Is there any evidence of medicine is stagnating?

Dylan

New member
The only claim I can find on the internet is.



Some evidence supporting the theory that medicine is stagnating is:

1) The FDA put out a panic bulletin in 2008 complaining that for about a decade it had not been receiving signficiant new drug approval applications, but that these were generally just minor modifications of existing drugs to circumvent patent protection.

2) The last major disease overcome in the West was polio, almost 60 years ago.

3) Most drug treatments today just suppress the symptoms of disease but are not curative.

4) Despite huge increases in the basic science knowledge of disease, this accumulated knowledge is not being translated into clinically significant progress.

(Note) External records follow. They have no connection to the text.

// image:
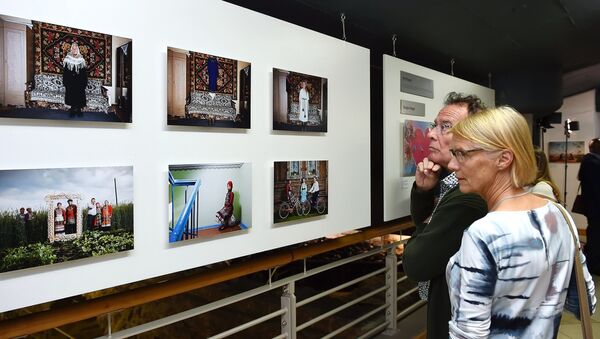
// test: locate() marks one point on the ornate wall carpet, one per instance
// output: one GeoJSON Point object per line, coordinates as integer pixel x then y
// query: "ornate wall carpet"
{"type": "Point", "coordinates": [213, 74]}
{"type": "Point", "coordinates": [53, 42]}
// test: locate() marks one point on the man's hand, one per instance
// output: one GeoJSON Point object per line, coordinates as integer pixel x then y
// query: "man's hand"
{"type": "Point", "coordinates": [427, 175]}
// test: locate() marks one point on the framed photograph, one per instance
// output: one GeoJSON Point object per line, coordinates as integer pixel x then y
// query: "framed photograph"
{"type": "Point", "coordinates": [575, 151]}
{"type": "Point", "coordinates": [206, 200]}
{"type": "Point", "coordinates": [49, 216]}
{"type": "Point", "coordinates": [64, 73]}
{"type": "Point", "coordinates": [207, 90]}
{"type": "Point", "coordinates": [300, 190]}
{"type": "Point", "coordinates": [299, 102]}
{"type": "Point", "coordinates": [415, 145]}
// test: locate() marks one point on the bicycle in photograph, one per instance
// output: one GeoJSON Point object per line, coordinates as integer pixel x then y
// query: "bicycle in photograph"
{"type": "Point", "coordinates": [302, 208]}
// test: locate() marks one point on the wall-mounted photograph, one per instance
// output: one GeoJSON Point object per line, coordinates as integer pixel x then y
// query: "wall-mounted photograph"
{"type": "Point", "coordinates": [415, 145]}
{"type": "Point", "coordinates": [299, 102]}
{"type": "Point", "coordinates": [63, 73]}
{"type": "Point", "coordinates": [575, 151]}
{"type": "Point", "coordinates": [207, 90]}
{"type": "Point", "coordinates": [206, 200]}
{"type": "Point", "coordinates": [300, 190]}
{"type": "Point", "coordinates": [54, 215]}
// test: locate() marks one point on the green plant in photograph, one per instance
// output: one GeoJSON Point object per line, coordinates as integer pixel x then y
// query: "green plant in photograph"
{"type": "Point", "coordinates": [27, 256]}
{"type": "Point", "coordinates": [95, 243]}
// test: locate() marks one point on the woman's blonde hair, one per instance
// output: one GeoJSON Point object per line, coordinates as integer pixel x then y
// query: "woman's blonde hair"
{"type": "Point", "coordinates": [502, 128]}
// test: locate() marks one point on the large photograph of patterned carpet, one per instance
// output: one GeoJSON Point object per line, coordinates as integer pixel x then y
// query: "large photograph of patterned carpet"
{"type": "Point", "coordinates": [207, 90]}
{"type": "Point", "coordinates": [64, 73]}
{"type": "Point", "coordinates": [300, 190]}
{"type": "Point", "coordinates": [54, 215]}
{"type": "Point", "coordinates": [207, 200]}
{"type": "Point", "coordinates": [299, 102]}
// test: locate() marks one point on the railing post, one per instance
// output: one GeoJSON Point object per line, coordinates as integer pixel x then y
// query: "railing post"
{"type": "Point", "coordinates": [391, 291]}
{"type": "Point", "coordinates": [288, 319]}
{"type": "Point", "coordinates": [109, 324]}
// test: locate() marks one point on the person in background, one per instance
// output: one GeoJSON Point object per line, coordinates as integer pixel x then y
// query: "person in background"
{"type": "Point", "coordinates": [303, 190]}
{"type": "Point", "coordinates": [22, 214]}
{"type": "Point", "coordinates": [92, 211]}
{"type": "Point", "coordinates": [98, 218]}
{"type": "Point", "coordinates": [510, 277]}
{"type": "Point", "coordinates": [441, 213]}
{"type": "Point", "coordinates": [288, 191]}
{"type": "Point", "coordinates": [71, 216]}
{"type": "Point", "coordinates": [75, 79]}
{"type": "Point", "coordinates": [589, 176]}
{"type": "Point", "coordinates": [303, 103]}
{"type": "Point", "coordinates": [314, 192]}
{"type": "Point", "coordinates": [106, 212]}
{"type": "Point", "coordinates": [59, 219]}
{"type": "Point", "coordinates": [225, 214]}
{"type": "Point", "coordinates": [543, 185]}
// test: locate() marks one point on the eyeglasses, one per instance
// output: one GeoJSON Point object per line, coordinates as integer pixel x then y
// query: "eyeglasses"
{"type": "Point", "coordinates": [463, 155]}
{"type": "Point", "coordinates": [443, 127]}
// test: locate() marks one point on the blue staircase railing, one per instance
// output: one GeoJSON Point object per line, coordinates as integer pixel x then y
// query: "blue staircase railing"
{"type": "Point", "coordinates": [187, 222]}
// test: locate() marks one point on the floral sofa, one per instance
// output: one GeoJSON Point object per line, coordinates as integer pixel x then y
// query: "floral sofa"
{"type": "Point", "coordinates": [208, 105]}
{"type": "Point", "coordinates": [47, 90]}
{"type": "Point", "coordinates": [314, 116]}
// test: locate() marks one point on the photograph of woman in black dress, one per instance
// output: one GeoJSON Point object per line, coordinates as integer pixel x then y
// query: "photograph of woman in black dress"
{"type": "Point", "coordinates": [75, 80]}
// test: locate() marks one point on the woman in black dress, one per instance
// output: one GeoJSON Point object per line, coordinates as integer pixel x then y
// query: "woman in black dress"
{"type": "Point", "coordinates": [75, 80]}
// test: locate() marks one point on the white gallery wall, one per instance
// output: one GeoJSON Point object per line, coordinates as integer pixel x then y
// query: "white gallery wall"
{"type": "Point", "coordinates": [396, 188]}
{"type": "Point", "coordinates": [150, 146]}
{"type": "Point", "coordinates": [582, 108]}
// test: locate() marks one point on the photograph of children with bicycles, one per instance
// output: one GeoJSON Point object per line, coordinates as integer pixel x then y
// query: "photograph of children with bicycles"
{"type": "Point", "coordinates": [300, 190]}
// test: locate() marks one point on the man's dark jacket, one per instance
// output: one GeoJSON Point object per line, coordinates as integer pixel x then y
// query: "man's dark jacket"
{"type": "Point", "coordinates": [427, 252]}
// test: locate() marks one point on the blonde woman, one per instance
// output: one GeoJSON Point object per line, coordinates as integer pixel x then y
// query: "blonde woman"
{"type": "Point", "coordinates": [511, 274]}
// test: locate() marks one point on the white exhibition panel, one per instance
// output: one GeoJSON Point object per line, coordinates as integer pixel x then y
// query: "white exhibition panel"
{"type": "Point", "coordinates": [580, 107]}
{"type": "Point", "coordinates": [150, 146]}
{"type": "Point", "coordinates": [396, 188]}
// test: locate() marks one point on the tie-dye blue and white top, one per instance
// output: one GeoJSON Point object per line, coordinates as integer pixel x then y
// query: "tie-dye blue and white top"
{"type": "Point", "coordinates": [511, 275]}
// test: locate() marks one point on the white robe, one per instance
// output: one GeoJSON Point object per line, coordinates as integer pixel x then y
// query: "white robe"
{"type": "Point", "coordinates": [303, 105]}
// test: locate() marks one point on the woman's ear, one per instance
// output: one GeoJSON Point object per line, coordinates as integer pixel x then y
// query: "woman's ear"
{"type": "Point", "coordinates": [505, 159]}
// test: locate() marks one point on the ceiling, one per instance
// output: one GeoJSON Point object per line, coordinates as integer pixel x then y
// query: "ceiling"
{"type": "Point", "coordinates": [483, 37]}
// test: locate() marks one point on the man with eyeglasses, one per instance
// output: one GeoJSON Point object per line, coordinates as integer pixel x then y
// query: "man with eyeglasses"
{"type": "Point", "coordinates": [441, 213]}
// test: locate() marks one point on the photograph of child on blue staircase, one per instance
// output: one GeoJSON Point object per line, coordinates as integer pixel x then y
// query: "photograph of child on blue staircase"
{"type": "Point", "coordinates": [206, 200]}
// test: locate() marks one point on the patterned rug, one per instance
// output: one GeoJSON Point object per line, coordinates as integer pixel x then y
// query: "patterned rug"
{"type": "Point", "coordinates": [53, 42]}
{"type": "Point", "coordinates": [313, 85]}
{"type": "Point", "coordinates": [226, 74]}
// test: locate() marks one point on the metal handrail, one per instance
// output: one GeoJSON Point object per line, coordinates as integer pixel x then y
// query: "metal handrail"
{"type": "Point", "coordinates": [410, 309]}
{"type": "Point", "coordinates": [407, 293]}
{"type": "Point", "coordinates": [250, 324]}
{"type": "Point", "coordinates": [355, 321]}
{"type": "Point", "coordinates": [335, 289]}
{"type": "Point", "coordinates": [262, 289]}
{"type": "Point", "coordinates": [67, 314]}
{"type": "Point", "coordinates": [339, 308]}
{"type": "Point", "coordinates": [176, 233]}
{"type": "Point", "coordinates": [376, 329]}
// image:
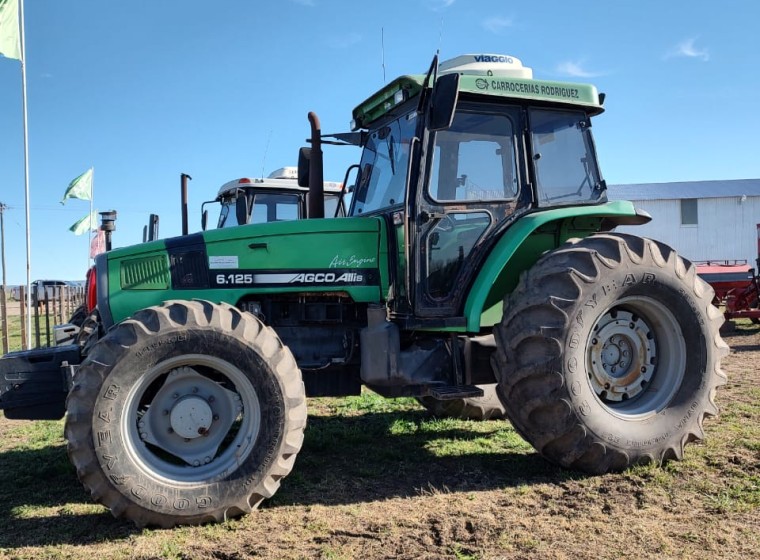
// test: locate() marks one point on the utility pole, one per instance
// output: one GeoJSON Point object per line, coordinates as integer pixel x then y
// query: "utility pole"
{"type": "Point", "coordinates": [3, 300]}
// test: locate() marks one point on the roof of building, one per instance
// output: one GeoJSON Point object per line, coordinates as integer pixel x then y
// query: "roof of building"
{"type": "Point", "coordinates": [685, 189]}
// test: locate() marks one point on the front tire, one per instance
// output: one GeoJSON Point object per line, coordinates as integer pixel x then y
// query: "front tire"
{"type": "Point", "coordinates": [185, 413]}
{"type": "Point", "coordinates": [609, 352]}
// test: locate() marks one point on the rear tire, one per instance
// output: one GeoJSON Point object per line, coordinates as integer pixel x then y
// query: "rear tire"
{"type": "Point", "coordinates": [608, 354]}
{"type": "Point", "coordinates": [185, 413]}
{"type": "Point", "coordinates": [487, 407]}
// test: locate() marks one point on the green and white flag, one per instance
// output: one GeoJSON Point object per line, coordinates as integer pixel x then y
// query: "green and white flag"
{"type": "Point", "coordinates": [81, 187]}
{"type": "Point", "coordinates": [88, 223]}
{"type": "Point", "coordinates": [10, 42]}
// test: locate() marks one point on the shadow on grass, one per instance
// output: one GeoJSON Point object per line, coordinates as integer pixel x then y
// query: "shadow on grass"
{"type": "Point", "coordinates": [36, 481]}
{"type": "Point", "coordinates": [344, 460]}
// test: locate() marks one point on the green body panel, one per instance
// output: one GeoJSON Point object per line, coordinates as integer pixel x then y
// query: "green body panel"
{"type": "Point", "coordinates": [521, 246]}
{"type": "Point", "coordinates": [277, 247]}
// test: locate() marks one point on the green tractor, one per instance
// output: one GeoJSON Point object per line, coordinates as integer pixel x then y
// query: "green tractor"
{"type": "Point", "coordinates": [477, 252]}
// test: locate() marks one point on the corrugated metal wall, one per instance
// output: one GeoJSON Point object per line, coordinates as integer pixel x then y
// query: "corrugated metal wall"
{"type": "Point", "coordinates": [727, 228]}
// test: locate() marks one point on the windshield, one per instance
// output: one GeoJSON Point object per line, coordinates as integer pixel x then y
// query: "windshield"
{"type": "Point", "coordinates": [564, 158]}
{"type": "Point", "coordinates": [382, 180]}
{"type": "Point", "coordinates": [266, 208]}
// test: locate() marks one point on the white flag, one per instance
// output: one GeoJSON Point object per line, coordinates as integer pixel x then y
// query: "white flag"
{"type": "Point", "coordinates": [88, 223]}
{"type": "Point", "coordinates": [81, 187]}
{"type": "Point", "coordinates": [10, 42]}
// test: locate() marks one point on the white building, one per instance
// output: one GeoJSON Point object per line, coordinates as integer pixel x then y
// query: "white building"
{"type": "Point", "coordinates": [702, 220]}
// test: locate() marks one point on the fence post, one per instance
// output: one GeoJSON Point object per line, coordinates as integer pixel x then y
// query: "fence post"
{"type": "Point", "coordinates": [45, 303]}
{"type": "Point", "coordinates": [22, 309]}
{"type": "Point", "coordinates": [4, 318]}
{"type": "Point", "coordinates": [65, 304]}
{"type": "Point", "coordinates": [61, 309]}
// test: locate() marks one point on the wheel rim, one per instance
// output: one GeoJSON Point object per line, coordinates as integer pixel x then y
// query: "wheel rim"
{"type": "Point", "coordinates": [636, 357]}
{"type": "Point", "coordinates": [189, 419]}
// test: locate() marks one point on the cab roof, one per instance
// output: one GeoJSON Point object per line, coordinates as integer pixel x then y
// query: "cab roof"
{"type": "Point", "coordinates": [484, 75]}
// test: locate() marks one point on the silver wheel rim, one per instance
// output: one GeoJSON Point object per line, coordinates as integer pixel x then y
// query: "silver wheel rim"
{"type": "Point", "coordinates": [190, 419]}
{"type": "Point", "coordinates": [636, 357]}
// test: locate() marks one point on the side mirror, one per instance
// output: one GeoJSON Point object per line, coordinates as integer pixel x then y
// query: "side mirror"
{"type": "Point", "coordinates": [304, 163]}
{"type": "Point", "coordinates": [444, 102]}
{"type": "Point", "coordinates": [242, 210]}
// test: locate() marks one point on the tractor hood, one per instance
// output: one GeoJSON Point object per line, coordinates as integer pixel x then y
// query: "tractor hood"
{"type": "Point", "coordinates": [327, 255]}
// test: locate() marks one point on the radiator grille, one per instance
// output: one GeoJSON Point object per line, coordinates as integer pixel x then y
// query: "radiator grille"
{"type": "Point", "coordinates": [148, 273]}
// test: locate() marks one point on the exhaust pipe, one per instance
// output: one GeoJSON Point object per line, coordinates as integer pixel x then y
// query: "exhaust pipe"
{"type": "Point", "coordinates": [316, 196]}
{"type": "Point", "coordinates": [183, 193]}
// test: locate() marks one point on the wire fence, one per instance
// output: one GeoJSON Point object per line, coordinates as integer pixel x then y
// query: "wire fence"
{"type": "Point", "coordinates": [51, 306]}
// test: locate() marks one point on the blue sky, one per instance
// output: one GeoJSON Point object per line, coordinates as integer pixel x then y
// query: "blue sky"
{"type": "Point", "coordinates": [145, 90]}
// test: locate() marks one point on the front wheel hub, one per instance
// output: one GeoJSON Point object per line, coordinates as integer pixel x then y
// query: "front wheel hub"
{"type": "Point", "coordinates": [191, 417]}
{"type": "Point", "coordinates": [622, 354]}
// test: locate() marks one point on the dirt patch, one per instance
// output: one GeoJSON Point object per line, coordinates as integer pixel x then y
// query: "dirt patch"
{"type": "Point", "coordinates": [369, 484]}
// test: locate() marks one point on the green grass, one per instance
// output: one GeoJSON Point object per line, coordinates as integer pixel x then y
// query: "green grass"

5) Major diseases are expanding as public health problems rather than coming under control. Thus the number of type 1 and type 2 diabetics is burgeoning, autoimmune illnesses of all kinds are becoming more prevalent death rates for many cancers are not improved (apart from apparently longer survival because of earlier diagnosis), lung cancer deaths are increasing now that the world has largely given up smoking, and new cases of endstage renal failure are skyrocketing -- yet medicine seems powerless to do anything about these problems.

6) Life expectancy in the United States is now ceasing to make gains, and in some population groups in the U.S. it is even declining -- for the first time since statistics on this topic were kept. The 'true' life expectancy, in the sense of the useful lifespan, is probably declining in all population groups with the rise of Alzheimer's Disease. Should people really be counted as alive if they are essentially just brainless zombies wandering about? If this happens to someone at 75 and they live to be 85, I think we should more honestly say that people are now dying younger.

7) I once wrote a history of the development of medical thinking on a given topic and consulted journals from 1980 to 2000. I was always worried that something new would come up that I would not include, but I realized that nothing seemed to have changed between the articles of 1980 and those of 2000, so what was I worried about?

8) To take an example from one field, as a student I was assigned to do a study of renal medicine in 1984, and then again later I dealt with the same subject from 1996 to the present. There is nothing different in dialysis centers, and very little of any significant difference at renal transplant centers, between 1984 and now, and when you listen to talks given by the manufacturers of dialysis machines and the makers of immunosuppressive drugs, they don't plan on there being much different over the coming 20 years. But dialysis technology was developed in 1942, and the first successful renal transplant occurred in 1954. The worst part is that almost no one working in the field seems to notice the stagnation! It is becoming a ritualized trade rather than an expanding science.